Spark-Crawler: Apache Nutch-like crawler that runs on Apache Spark.
http://irds.usc.edu/sparkler/
Apache License 2.0
410 stars 143 forks source link

Sparkler-93: YAML backed config with Schema validation #110

Closed thammegowda closed 4 years ago

thammegowda commented 7 years ago

What changes were proposed in this pull request?

This PR replaces current JSON based config system with pure YAML based config system that supports type checking and schema validation.

Taking changes from #109, integrated it with Sparkler system, completely replaced the older config with newer one.

Reorganized code, for instance config package is added and it is exposed to plugins

Is this related to an already existing issue on sparkler?
Related to #93 and #109

Will it close an existing issue?
Closes #93 Closes #109

How was this patch tested?

A few new tests are added by @SHASHANK-PRO-05 in #109 The existing test are kept intact All tests passed for mvn clean test

thammegowda commented 7 years ago

@SHASHANK-PRO-05 @karanjeets Give this a try and review the changes...

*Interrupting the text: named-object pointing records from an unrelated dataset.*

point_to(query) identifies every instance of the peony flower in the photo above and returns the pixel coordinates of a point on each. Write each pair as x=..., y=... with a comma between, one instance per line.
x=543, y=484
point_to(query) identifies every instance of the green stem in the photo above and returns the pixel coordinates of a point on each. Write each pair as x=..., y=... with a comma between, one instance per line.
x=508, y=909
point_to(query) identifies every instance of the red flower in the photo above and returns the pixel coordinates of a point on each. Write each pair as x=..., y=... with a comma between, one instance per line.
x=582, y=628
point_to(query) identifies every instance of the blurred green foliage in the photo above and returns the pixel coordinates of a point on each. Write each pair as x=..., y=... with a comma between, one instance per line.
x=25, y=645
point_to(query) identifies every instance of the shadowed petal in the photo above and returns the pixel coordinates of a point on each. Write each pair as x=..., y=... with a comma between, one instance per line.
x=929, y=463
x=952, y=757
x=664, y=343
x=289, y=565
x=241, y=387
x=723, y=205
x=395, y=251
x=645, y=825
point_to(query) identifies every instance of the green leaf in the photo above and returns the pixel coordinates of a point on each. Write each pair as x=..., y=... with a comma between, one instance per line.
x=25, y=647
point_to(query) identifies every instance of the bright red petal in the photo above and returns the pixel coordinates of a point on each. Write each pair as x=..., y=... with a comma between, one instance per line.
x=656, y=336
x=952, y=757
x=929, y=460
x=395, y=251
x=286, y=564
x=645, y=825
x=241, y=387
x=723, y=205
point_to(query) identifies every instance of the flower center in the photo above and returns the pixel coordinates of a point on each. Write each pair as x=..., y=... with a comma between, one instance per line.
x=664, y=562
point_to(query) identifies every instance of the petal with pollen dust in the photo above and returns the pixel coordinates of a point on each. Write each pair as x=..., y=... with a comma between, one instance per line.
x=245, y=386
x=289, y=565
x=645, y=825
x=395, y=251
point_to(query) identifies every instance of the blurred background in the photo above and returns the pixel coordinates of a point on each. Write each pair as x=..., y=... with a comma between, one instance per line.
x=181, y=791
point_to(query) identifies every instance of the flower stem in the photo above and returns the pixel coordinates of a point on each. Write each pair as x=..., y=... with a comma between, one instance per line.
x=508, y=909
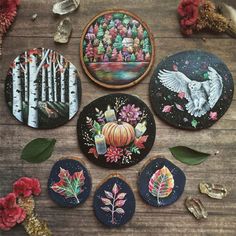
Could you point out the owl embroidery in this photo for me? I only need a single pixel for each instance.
(201, 96)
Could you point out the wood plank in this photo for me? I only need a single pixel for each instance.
(173, 220)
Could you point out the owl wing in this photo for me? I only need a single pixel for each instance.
(213, 87)
(175, 81)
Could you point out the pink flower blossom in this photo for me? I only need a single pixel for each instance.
(181, 95)
(130, 113)
(167, 109)
(113, 154)
(213, 115)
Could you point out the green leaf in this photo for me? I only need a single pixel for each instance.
(38, 150)
(188, 156)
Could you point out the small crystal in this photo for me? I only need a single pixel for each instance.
(63, 32)
(65, 6)
(34, 16)
(196, 207)
(216, 191)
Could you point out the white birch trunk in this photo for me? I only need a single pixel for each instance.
(44, 85)
(16, 83)
(73, 91)
(55, 77)
(33, 89)
(50, 90)
(26, 77)
(33, 93)
(62, 79)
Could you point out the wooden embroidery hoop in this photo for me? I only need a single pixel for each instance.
(152, 46)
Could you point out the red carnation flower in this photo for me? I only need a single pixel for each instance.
(189, 12)
(113, 154)
(26, 187)
(10, 212)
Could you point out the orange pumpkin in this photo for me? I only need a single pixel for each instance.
(118, 133)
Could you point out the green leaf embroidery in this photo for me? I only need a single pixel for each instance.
(38, 150)
(69, 185)
(188, 156)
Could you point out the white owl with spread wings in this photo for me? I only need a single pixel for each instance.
(201, 96)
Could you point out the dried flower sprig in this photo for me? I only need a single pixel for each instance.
(196, 15)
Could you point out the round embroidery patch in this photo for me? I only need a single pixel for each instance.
(42, 89)
(69, 183)
(114, 202)
(116, 130)
(161, 183)
(117, 49)
(191, 89)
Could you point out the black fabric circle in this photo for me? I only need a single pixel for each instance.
(42, 89)
(69, 183)
(170, 176)
(191, 89)
(114, 202)
(116, 131)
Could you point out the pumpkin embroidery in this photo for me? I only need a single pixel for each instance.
(117, 133)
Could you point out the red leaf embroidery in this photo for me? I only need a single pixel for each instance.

sk-s-hub commented 7 years ago

@thammegowda I am getting a java.lang.LinkageError: loader constraint violation: loader (instance of org/apache/felix/framework/BundleWiringImpl$BundleClassLoaderJava5) previously initiated loading for a different type with name "edu/usc/irds/sparkler/config/SparklerConfig" at java.lang.ClassLoader.defineClass1(Native Method) at java.lang.ClassLoader.defineClass(ClassLoader.java:763) at org.apache.felix.framework.BundleWiringImpl$BundleClassLoader.defineClass(BundleWiringImpl.java:2370) at org.apache.felix.framework.BundleWiringImpl$BundleClassLoader.findClass(BundleWiringImpl.java:2154) at org.apache.felix.framework.BundleWiringImpl.findClassOrResourceByDelegation(BundleWiringImpl.java:1542) at org.apache.felix.framework.BundleWiringImpl.access$400(BundleWiringImpl.java:79) at org.apache.felix.framework.BundleWiringImpl$BundleClassLoader.loadClass(BundleWiringImpl.java:2018) at java.lang.ClassLoader.loadClass(ClassLoader.java:357) at edu.usc.irds.sparkler.util.FetcherDefault.init(FetcherDefault.java:....... probably SparklerConfig is loaded twice from classLoader

Steps to reproduce

thammegowda commented 7 years ago

@SHASHANK-PRO-05 Not sure. Investigating

chrismattmann commented 4 years ago

closing since it's been years and this is way out of date